By Jessica Merrigan and Eric Weslander, Lathrop & Gage LLP
For better or worse, we live in an era of instantaneous communication. As soon as a power outage, spill, or merger happens, the whole worlds seems to know about it. Where good information is not available, poor information will flood into that void, and fill it quickly. This is true in the case of crisis or bad press, and it is true in the sharing of good news, in promotion and in brand management.
In this rapid-communications climate, it is increasingly important that companies have a communications plan capable of responding capably, quickly, and consistently, both when the seas are tranquil and when storms are raging. Here are five key steps every company should consider in developing an effective communications strategy:
1. Plan ahead.
Information is instantaneous. It is not possible to both plan and respond. Companies must think ahead to assess potentially relevant issues, controversies and communications challenges, at each step considering the likely interested audience and the most effective potential team to engage. When the time comes, communication must be both purposeful and consistent in order to be effective. That is impossible without planning.

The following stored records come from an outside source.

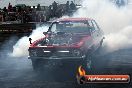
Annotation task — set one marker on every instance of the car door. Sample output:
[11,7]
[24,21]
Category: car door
[96,34]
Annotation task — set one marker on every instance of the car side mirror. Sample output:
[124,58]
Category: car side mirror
[30,40]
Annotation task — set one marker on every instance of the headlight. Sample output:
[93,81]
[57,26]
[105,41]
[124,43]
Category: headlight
[77,53]
[32,53]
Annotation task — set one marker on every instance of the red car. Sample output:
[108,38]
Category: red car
[68,42]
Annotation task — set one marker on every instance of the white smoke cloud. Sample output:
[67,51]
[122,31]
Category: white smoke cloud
[20,49]
[115,22]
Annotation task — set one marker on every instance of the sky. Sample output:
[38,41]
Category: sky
[4,3]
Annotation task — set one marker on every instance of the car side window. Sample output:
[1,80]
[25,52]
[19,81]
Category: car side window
[95,25]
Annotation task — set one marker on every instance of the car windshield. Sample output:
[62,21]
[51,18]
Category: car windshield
[72,27]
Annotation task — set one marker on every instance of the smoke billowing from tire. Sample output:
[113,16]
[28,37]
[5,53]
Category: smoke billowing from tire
[115,22]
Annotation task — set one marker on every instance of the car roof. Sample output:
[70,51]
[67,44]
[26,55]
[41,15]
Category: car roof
[73,19]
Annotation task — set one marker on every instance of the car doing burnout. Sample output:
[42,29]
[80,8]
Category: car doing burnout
[68,41]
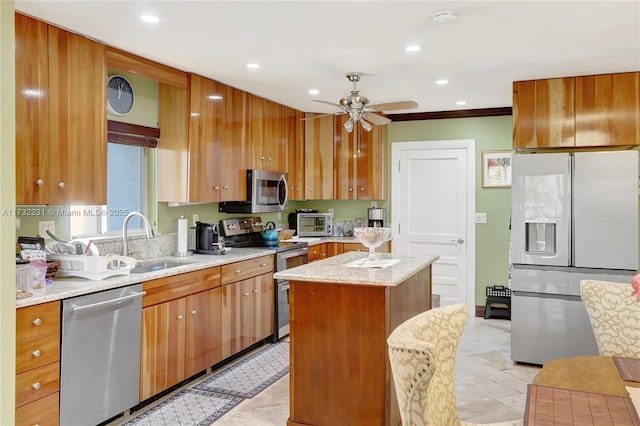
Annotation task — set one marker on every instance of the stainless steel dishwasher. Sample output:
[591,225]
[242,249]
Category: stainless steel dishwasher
[100,361]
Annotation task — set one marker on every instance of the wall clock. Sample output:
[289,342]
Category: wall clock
[120,95]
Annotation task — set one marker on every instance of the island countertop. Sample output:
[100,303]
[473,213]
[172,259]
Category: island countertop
[336,270]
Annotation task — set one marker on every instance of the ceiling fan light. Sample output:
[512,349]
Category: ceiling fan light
[348,125]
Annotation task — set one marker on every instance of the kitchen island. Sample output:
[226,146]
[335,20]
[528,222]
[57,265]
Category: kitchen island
[341,317]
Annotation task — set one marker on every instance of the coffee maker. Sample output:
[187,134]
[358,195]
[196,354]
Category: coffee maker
[376,217]
[207,238]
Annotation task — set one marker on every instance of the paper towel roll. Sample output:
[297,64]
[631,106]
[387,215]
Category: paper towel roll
[182,235]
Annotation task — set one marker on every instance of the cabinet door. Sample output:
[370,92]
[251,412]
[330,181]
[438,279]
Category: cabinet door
[345,160]
[205,138]
[236,317]
[262,307]
[32,116]
[318,158]
[233,155]
[608,109]
[162,359]
[173,147]
[77,119]
[295,153]
[371,167]
[543,113]
[203,331]
[255,124]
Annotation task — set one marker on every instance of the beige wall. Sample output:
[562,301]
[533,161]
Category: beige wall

2. Build an effective team.
Communication needs will direct the demands for the team. Identify your roles and resources, considering your message and audience. High-profile matters with significant news-media involvement may require both media monitoring and a spokesperson. Statements related to litigation will demand legal review.
Don’t overlook website management and social media. Electronic communications allow for faster response and broad outreach, but can be challenging to oversee and are quickly out of date. These tools demand a designated team member for oversight and updates.
Develop and adjust your team to respond to changing demands.
3. Understand the audience.
Know who cares and why. It goes without saying that a crisis-communications plan places different demands on a team compared with a new product roll-out. But the audiences for even these divergent issues will likely overlap.
Think of your team members as your de facto first audience. Employees are a great source of monitoring and audience assessment, and they likely will serve as a key point of your outreach and response team.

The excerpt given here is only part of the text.